I don't want to hear about the happiness that never deceives. None of your steady-going, placid loves for me. My mistress must have something of the devil in her. That's a weakness of mine, and that, Corinna, cunning little minx, knew perfectly well. She knew only too thoroughly how to take me in her snare. How often, alas, have I known her, the lying jade, to say she had a dreadful headache, so as to keep me at arm's length, and how many times have I, despite the pangs it cost me, ruefully taken my departure. How many a time has she upbraided me, playing the injured innocent, when all the time it was she herself that was at fault. And when she had sufficiently tormented me, when she had revived the dying embers of my passion, she would relent and pander to my longings. How she would twine her arms about
me, what loving words she'd lavish on me. How she would smother me with kisses, and, oh, ye gods, what luscious ones they were!
And thou, who just now charmed my vision, do thou too be cunning; turn often. a deaf ear to my entreaties; suffer me) lying at thy door, to endure the biting cold of a long winter's night. ’Tis the only way to make my love endure. ’Tis that that's needed, ’tis that that adds fuel to my passion. I
For me a plain straightforward love-affair's devoid of savour. ’Tis like a dish with two much sugar in it. My gorge doth rise at it. If Danaë within a brazen tower had never been immured, Jupiter would ne'er have made her great with child. Juno, by setting strict watch on Io with her horned brow, made her, in Jupiter's regard, more precious than before.
He who desires the safe and easy way, let him go pluck the leaves of the trees and drink of the open river. Ah, my dears, if you would keep your hold upon your lovers, learn to misuse them oft. Alas! And must I give you lessons to my own undoing. It matters not. Let him who will, love the pattern woman who will always do as she's told; I can't abide her.
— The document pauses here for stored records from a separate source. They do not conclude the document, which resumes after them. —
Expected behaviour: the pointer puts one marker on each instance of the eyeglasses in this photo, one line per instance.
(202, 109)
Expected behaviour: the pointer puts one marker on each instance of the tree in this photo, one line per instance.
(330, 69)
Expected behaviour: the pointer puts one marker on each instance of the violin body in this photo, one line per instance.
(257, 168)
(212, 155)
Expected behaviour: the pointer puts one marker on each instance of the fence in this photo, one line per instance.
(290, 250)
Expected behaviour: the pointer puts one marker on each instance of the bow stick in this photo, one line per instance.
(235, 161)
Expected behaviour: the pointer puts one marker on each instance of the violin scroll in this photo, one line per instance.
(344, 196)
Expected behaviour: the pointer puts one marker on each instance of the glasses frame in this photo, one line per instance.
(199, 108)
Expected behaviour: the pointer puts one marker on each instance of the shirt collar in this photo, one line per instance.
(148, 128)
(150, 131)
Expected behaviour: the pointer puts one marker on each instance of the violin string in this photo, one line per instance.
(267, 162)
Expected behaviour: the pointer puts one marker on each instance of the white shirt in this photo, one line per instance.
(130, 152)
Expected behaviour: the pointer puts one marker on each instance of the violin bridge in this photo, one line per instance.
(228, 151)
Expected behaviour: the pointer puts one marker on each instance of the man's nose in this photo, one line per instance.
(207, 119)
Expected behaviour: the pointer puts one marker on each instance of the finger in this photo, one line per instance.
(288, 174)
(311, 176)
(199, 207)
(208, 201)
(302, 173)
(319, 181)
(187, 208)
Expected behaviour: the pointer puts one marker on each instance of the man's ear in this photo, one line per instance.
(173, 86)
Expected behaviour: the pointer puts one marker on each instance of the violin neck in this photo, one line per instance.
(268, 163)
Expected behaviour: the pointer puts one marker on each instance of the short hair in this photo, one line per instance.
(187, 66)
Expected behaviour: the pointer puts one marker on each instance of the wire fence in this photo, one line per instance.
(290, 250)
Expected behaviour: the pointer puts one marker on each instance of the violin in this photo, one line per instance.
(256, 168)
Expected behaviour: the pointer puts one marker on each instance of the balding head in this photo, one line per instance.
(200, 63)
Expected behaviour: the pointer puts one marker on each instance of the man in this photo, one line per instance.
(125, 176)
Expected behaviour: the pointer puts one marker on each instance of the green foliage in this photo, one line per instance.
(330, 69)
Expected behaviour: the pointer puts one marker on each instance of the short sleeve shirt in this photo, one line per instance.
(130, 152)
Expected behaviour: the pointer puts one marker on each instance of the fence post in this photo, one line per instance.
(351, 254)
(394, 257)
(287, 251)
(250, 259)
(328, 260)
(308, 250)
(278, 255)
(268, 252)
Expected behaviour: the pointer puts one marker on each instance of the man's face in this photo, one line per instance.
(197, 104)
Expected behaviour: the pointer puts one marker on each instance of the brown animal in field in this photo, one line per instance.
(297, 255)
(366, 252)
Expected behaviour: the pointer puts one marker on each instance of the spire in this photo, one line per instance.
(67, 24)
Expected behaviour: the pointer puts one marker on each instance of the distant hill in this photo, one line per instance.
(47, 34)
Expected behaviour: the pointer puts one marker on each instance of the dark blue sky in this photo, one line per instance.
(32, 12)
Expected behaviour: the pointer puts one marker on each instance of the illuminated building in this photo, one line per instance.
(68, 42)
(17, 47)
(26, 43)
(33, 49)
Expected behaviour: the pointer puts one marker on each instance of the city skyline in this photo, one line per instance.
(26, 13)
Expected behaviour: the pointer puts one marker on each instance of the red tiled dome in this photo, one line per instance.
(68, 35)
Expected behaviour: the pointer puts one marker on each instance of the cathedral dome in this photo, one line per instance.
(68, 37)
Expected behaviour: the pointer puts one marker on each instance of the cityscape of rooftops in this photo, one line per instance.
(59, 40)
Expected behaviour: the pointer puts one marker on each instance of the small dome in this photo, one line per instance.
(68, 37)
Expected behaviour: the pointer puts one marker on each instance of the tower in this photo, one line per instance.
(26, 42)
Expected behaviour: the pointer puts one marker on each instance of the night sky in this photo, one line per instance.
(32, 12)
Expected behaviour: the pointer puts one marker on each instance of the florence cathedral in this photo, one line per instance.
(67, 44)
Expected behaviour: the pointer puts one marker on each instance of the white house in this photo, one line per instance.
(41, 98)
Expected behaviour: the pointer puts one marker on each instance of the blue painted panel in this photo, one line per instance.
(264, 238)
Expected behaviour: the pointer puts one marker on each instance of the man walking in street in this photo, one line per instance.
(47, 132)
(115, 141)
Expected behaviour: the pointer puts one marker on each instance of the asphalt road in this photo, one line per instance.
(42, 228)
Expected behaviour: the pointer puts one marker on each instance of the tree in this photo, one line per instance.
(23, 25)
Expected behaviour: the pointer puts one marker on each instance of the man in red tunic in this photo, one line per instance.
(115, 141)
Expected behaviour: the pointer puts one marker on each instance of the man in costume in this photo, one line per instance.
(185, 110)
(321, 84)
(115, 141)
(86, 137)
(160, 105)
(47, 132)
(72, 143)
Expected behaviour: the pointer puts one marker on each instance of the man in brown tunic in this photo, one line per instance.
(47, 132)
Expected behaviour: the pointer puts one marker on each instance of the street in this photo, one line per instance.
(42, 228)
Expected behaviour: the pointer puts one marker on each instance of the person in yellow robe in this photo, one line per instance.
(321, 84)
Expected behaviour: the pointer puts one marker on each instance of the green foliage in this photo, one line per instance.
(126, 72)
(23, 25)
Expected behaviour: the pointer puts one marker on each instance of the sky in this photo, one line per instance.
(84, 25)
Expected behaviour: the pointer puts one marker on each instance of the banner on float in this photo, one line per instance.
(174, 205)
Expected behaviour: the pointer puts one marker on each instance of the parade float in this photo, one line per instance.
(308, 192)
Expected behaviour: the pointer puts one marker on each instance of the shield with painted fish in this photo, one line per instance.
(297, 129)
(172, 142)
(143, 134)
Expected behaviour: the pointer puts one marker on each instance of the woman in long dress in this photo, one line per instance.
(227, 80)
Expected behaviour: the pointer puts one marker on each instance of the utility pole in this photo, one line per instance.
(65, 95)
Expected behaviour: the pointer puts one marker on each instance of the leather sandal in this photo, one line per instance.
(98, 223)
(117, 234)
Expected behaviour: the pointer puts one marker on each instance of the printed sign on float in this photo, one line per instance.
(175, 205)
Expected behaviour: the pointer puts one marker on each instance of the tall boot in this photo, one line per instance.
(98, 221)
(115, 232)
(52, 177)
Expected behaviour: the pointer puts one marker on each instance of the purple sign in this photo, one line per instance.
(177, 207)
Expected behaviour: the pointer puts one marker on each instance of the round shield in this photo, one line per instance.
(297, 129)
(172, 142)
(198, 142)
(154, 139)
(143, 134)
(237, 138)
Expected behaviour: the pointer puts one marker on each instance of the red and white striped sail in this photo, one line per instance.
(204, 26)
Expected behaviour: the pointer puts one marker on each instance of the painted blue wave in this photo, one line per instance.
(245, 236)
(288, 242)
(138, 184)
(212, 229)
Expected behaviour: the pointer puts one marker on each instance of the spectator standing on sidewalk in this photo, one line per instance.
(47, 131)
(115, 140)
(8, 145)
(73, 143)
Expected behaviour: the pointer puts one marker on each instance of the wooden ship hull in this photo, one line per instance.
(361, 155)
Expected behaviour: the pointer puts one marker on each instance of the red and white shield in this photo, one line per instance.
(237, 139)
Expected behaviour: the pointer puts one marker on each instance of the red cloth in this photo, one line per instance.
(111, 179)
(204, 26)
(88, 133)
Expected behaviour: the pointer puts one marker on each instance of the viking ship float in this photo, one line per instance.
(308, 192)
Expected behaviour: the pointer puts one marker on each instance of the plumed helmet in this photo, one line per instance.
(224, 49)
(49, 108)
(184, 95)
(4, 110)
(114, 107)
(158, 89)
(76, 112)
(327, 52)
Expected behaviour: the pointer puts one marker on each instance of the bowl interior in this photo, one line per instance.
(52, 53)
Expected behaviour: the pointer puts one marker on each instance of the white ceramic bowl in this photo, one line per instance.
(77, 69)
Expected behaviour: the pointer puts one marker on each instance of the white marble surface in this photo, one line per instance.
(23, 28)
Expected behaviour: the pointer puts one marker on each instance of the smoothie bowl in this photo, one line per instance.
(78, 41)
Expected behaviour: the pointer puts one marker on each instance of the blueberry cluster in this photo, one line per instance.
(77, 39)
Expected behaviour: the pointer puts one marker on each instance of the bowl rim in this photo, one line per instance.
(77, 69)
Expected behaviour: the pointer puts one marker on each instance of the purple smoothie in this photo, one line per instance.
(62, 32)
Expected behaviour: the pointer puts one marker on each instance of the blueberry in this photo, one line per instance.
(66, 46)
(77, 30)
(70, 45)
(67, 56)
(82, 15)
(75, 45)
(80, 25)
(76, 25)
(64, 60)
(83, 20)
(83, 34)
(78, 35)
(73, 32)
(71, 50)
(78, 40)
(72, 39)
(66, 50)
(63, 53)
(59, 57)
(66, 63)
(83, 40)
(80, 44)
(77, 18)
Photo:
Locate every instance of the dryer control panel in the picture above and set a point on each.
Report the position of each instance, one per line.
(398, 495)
I flee who chases me, and chase who flees me.
Now, you, good sir, who think your wife so very safe; from this day forth bolt up your door at night-fall; ask who it is that comes so often and taps so cautiously; what makes your dogs bark at the dead of night; what notes are those with which that servant girl so slyly comes and goes; ask why your fair one wants so often to have her bed to herself. Let these gnawing fears at length invade the marrow of your bones, and thus compel me to use some stratagem.
He's only fit to pilfer the sand of the lonely shore who can love the wife of a complacent fool. I give you solemn warning, if you don't keep watch upon your wife, she soon will cease to be my mistress. I have been a long-suffering
individual. I hoped the day would come when your jealous watch would put me on my mettle. But you don't bestir yourself at all. You bear what never husband in the world should bear. Well, ’tis I myself will put an end to this too facile love.
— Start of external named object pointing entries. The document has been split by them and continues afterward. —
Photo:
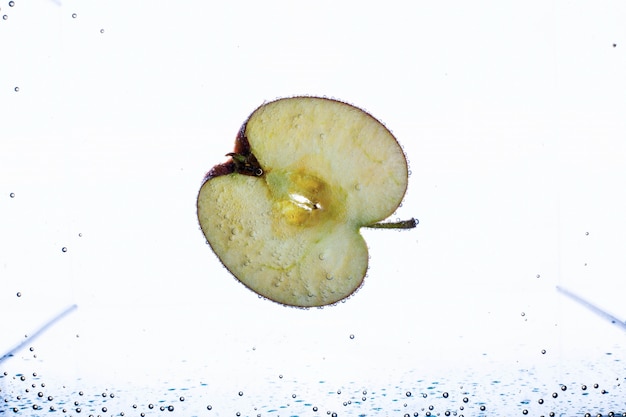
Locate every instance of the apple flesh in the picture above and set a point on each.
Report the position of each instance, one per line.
(283, 213)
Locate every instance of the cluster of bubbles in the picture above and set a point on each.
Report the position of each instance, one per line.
(28, 394)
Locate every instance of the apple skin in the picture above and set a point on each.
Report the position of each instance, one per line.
(283, 213)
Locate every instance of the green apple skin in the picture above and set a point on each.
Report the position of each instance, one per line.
(283, 214)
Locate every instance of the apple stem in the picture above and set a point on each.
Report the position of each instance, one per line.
(403, 224)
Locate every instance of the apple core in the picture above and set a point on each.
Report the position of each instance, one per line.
(283, 213)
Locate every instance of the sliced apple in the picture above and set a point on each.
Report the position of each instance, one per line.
(283, 213)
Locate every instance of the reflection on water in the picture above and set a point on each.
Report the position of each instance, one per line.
(25, 391)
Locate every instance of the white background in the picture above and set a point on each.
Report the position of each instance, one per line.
(513, 118)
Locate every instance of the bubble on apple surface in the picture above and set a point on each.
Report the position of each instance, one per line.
(301, 200)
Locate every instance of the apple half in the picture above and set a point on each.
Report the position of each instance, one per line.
(283, 213)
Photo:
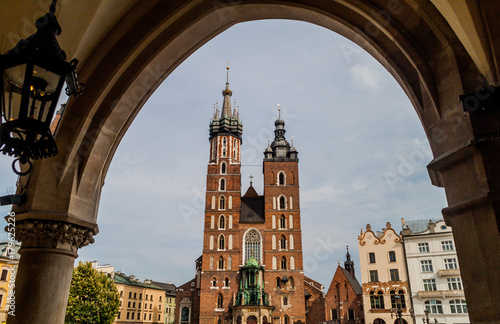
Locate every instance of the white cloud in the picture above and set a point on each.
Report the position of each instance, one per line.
(366, 76)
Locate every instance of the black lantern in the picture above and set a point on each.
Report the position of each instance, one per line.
(32, 75)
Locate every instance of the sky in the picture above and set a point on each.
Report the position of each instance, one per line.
(362, 150)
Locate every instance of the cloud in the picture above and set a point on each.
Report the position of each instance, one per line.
(366, 76)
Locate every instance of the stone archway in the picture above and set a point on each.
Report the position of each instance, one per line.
(409, 37)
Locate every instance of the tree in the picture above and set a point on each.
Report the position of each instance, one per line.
(93, 297)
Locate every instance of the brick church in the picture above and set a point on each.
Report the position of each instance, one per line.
(251, 269)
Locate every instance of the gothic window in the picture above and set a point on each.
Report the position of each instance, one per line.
(222, 242)
(458, 306)
(434, 306)
(282, 203)
(402, 300)
(221, 263)
(222, 202)
(281, 178)
(283, 263)
(252, 245)
(222, 222)
(220, 301)
(282, 242)
(282, 222)
(377, 300)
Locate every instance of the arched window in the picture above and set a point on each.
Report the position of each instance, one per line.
(220, 301)
(184, 314)
(283, 263)
(283, 242)
(458, 306)
(281, 178)
(377, 300)
(252, 245)
(221, 263)
(222, 202)
(434, 306)
(282, 222)
(222, 222)
(282, 203)
(402, 300)
(222, 242)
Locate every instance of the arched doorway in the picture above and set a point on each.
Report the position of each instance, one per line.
(251, 319)
(428, 61)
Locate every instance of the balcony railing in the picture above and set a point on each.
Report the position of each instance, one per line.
(441, 293)
(448, 272)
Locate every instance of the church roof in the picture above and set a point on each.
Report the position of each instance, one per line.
(352, 281)
(252, 209)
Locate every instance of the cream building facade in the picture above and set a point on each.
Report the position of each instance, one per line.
(383, 274)
(434, 272)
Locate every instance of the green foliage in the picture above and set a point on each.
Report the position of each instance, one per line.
(93, 297)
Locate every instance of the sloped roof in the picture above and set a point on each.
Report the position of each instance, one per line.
(421, 225)
(352, 281)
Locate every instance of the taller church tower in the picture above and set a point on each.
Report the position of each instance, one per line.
(251, 267)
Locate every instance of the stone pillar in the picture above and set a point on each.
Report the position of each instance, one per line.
(48, 252)
(470, 174)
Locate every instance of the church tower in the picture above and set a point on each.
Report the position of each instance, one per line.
(251, 268)
(221, 256)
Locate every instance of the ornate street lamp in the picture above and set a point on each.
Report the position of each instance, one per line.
(32, 75)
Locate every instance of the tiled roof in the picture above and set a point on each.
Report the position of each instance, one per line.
(419, 226)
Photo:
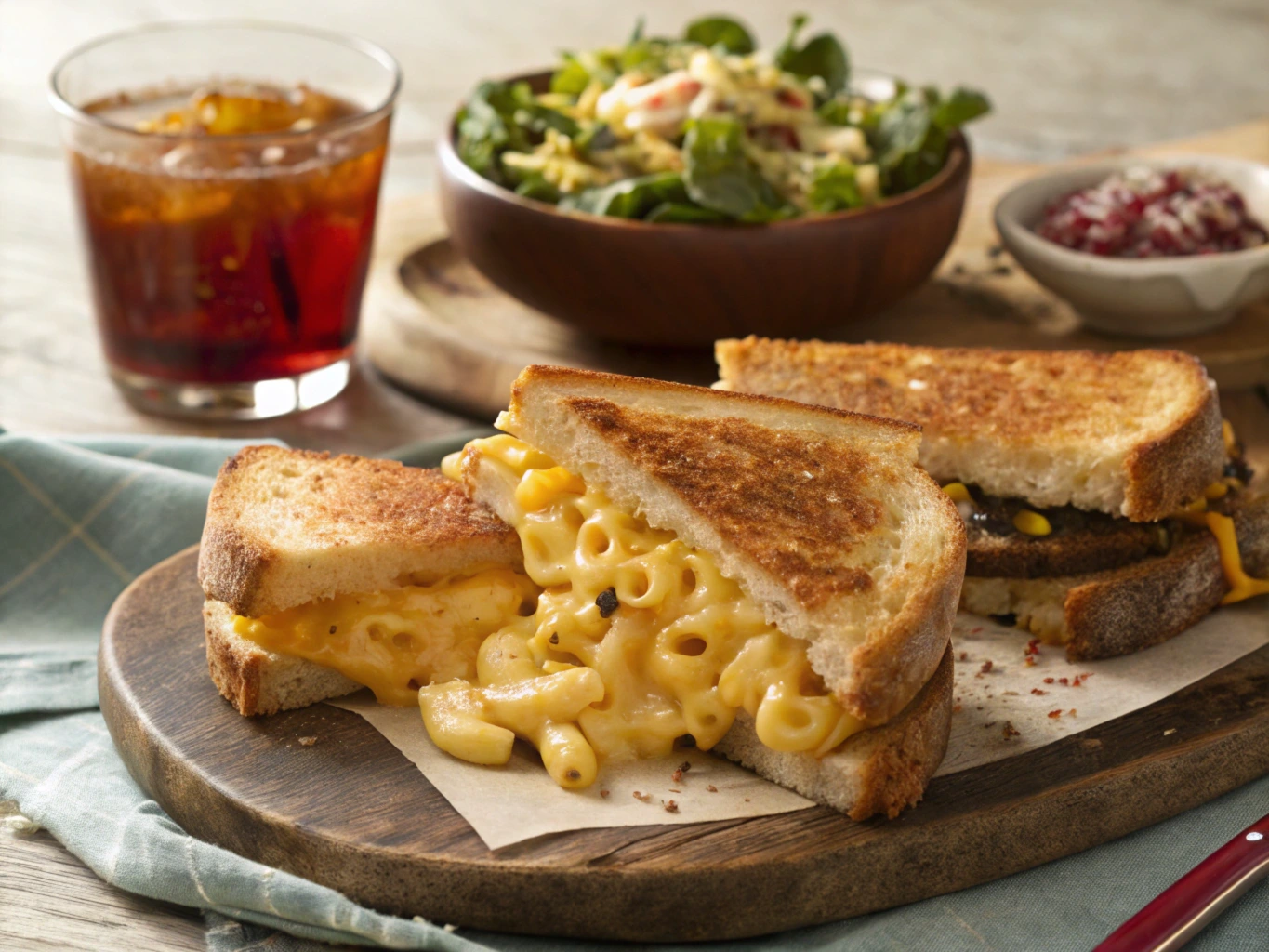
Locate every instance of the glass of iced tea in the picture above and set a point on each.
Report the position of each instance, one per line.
(228, 178)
Oh, luckless that I am! Will you never shut your door against me? Shall I never have, o' nights, to risk your vengeance? Shall I never have anything to fear from you? Will never the gasping intake of the breath disturb my sleep? You'll ne'er do aught would make me wish you dead. Do I, of all men, want an easy-going husband, a husband who would prostitute his wife? You poison my pleasure by your feeble acquiescence. Why don't you look for someone to whom such meekness would be welcome? If you wish that I should be your rival, then swear your rival I shall never be.